TIGER STRIPES (2023)

Gratifié du Grand Prix de la Semaine de la Critique à Cannes et censuré à son retour dans son pays d’origine, un film horrifique joyeusement campy…

TIGER STRIPES

 

2023 – MALAISIE

 

Réalisé par Amanda Nell Eu

 

Avec Zafreen Zairizal, Piqa, Deena Ezral, June Lojong, Khairunazwan Rodzy, Shaheizy Sam, Fatimah Abu Bakar, Bella Rahim, Ti Arneez, Natasha Rafizi

 

THEMA MUTATIONS

Amanda Nell Eu a grandi à Kuala Lumpur. À onze ans, elle rejoint sa grand-mère au Royaume-Uni où elle achèvera ses études. Après deux court-métrages, It’s Easier to Raise Cattle et Vinegar Baths, qui mettent en scène des monstres féminins, la réalisatrice malaisienne, libre et fougueuse, exprime avec Tiger Sripes à la fois son amour du fantastique et du folklore malaisien. Elle rend particulièrement hommage aux vieux films fantastiques malais en noir et blanc comme Revenge of the Pontianak (1957) ou à ceux distribués en Malaisie par la Shaw Brothers. C’est eux qui sont à l’origine de la création de Tiger Stripes. « Je voulais avoir dans le film des effets avec ce rendu organique, en jouant sur les lumières », explique-t-elle. « Nous avons fait réaliser des effets visuels mineurs à Taïwan, mais les maquillages spéciaux sont effectués par des artistes malaisiens que j’admire beaucoup. Avec mon directeur de photographie Jimmy Gimferrer, nous nous sommes inspirés aussi d’un film japonais des années 1970 : House (Hausu) de Nobuhiko Ōbayashi. » (1)

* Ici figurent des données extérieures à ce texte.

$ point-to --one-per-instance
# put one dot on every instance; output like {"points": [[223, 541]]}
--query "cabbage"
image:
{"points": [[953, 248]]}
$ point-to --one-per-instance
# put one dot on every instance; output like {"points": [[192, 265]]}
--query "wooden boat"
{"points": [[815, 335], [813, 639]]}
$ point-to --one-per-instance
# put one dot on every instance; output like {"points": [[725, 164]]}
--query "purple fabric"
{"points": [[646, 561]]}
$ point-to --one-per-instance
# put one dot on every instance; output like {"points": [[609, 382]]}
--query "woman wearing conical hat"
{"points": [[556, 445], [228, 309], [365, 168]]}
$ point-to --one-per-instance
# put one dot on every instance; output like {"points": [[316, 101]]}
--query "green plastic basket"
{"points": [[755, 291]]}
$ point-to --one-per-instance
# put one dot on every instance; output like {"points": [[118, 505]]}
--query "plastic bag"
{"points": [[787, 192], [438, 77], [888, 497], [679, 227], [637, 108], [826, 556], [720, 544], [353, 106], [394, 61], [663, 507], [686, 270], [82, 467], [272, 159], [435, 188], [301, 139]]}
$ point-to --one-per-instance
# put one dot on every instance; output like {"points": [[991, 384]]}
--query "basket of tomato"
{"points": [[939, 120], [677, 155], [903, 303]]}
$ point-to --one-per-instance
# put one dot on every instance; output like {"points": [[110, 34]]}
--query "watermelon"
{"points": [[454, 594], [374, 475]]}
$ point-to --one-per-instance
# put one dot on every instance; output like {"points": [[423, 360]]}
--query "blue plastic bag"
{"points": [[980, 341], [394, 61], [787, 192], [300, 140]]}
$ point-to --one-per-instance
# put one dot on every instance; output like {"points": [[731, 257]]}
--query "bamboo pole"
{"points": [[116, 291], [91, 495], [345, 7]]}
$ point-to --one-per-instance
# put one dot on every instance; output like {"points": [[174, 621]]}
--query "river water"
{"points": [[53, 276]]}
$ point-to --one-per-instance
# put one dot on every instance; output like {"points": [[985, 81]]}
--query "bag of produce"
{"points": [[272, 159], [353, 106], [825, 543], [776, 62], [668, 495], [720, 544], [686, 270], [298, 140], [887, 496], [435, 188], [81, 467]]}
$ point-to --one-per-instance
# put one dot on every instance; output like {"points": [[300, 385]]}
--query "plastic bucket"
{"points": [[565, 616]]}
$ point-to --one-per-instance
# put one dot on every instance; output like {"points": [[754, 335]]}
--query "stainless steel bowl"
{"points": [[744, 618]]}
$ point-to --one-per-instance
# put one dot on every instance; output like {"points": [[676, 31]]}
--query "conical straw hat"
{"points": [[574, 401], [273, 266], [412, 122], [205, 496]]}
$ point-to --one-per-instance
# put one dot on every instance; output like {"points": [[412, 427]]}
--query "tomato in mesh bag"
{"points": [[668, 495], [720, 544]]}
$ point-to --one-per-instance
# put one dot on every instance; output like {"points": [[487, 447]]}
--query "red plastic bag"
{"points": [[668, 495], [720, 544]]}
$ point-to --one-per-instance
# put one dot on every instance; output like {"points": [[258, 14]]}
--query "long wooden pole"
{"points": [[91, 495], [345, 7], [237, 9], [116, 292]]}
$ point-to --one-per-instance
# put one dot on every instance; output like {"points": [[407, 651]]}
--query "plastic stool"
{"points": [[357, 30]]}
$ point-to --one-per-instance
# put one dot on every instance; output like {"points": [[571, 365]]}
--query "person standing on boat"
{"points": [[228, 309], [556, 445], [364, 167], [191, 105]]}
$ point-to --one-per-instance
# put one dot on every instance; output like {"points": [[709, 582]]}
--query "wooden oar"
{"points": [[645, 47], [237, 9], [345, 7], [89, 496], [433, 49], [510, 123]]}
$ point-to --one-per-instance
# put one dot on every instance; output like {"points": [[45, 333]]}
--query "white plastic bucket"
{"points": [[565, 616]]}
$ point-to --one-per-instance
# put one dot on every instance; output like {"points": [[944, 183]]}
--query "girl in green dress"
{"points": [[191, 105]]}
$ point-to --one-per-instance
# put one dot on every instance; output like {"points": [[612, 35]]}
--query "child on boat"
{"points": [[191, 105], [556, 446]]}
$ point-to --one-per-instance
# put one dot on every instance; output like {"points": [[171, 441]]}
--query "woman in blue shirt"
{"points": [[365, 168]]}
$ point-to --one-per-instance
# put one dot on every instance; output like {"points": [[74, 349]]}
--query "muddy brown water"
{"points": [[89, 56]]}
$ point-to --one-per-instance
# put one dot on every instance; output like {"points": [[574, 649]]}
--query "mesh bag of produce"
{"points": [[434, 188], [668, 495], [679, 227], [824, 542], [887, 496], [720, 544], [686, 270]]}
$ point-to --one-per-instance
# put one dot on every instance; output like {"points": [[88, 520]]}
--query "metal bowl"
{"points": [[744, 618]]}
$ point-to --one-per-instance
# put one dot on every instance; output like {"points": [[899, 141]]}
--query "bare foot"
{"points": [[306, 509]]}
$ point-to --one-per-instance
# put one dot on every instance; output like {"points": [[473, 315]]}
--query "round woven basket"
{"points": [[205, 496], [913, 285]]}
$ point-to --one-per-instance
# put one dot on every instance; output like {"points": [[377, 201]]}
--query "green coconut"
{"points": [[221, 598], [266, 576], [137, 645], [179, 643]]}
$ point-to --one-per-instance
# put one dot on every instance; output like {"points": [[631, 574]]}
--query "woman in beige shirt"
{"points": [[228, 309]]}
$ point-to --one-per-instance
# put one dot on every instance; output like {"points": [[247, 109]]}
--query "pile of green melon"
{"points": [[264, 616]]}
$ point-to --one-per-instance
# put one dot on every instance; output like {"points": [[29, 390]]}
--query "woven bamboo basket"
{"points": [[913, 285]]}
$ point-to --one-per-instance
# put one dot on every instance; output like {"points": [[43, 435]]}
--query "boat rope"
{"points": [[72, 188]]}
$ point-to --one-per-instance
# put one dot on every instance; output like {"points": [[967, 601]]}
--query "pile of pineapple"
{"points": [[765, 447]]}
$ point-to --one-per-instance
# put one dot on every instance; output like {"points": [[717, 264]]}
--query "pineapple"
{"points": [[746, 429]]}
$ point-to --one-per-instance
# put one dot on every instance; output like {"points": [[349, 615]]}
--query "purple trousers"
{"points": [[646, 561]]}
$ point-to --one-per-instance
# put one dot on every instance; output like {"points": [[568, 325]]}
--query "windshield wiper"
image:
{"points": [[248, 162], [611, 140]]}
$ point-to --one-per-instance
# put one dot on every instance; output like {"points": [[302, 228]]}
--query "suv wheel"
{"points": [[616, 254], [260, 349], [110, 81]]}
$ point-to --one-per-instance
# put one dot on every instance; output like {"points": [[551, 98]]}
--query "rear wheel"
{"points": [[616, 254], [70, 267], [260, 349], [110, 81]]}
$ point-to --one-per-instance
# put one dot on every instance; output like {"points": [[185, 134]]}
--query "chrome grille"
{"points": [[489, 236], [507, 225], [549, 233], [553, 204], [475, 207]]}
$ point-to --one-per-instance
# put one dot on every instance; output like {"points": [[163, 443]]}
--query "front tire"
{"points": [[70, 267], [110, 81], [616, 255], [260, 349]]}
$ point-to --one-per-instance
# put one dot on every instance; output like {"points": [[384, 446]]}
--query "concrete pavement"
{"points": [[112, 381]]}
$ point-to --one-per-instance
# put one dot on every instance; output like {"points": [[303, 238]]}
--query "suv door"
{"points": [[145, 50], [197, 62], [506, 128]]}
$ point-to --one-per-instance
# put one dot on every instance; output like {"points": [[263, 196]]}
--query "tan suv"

Tiger Stripes, que l’on pourrait traduire par « Camouflage » (celui qui évoque les rayures du tigre), met en scène Zafaan (Zafreen Zairizal), onze ans, dont la figure enthousiaste et souriante pourrait être emblématique d’une spécialité du pays, celle d’un islam tolérant qui cohabiterait paisiblement avec toutes les autres religions, même si cette harmonie semble de plus en plus menacée. Dans un contexte politique et religieux qui est également au centre des inquiétudes occidentales, il est cependant recommandé de se libérer de ce prisme pour regarder ce “feel-good movie”, joyeux par l’énergie et la soif de liberté que dégage son héroïne, tout comme sa réalisatrice. Car la jeune fille en pleine puberté se retrouve, à l’instar de la Carrie de Brian de Palma, à affronter le harcèlement d’ex-copines, la mutation de son corps accompagnée d’une force bestiale, de démangeaisons et d’excroissances qui la dénaturent et la déforment, rappelant les créatures du Règne animal de Thomas Cailley. Une drôle de créature se montre à elle dans un arbre, sorte d’appel à rejoindre la jungle, loin de ses congénères humains qui la mettent en rage.

Une fable sur l’émancipation

Puisant dans le riche folklore malaisien qui abonde en créatures fantastiques comme le « pontianak », la réalisatrice partage avec nous, et avec bonheur, son amour des monstres et des vieux films d’horreur asiatiques des années 50 qui l’ont inspirée. Servi par une bande originale envoutante et des éclairages qui subliment la jungle, ce film de série B qui célèbre le genre a séduit la critique cannoise, qui l’a couronné d’un Grand Prix de la Semaine de la Critique. A son retour de France, le film s’est malheureusement retrouvé amputé par la censure dans son pays d’origine, poussant la réalisatrice à officiellement renier cette version. Mais c’est bien le director’s cut qui est finalement sorti sur nos écrans. Zafaan nous y entraine dans sa danse libératrice, et telle un beau tigre féroce, elle n’est monstrueuse qu’aux yeux de ceux dont elle suscite l’incompréhension. Une magnifique fable où le thème de l’émancipation est central.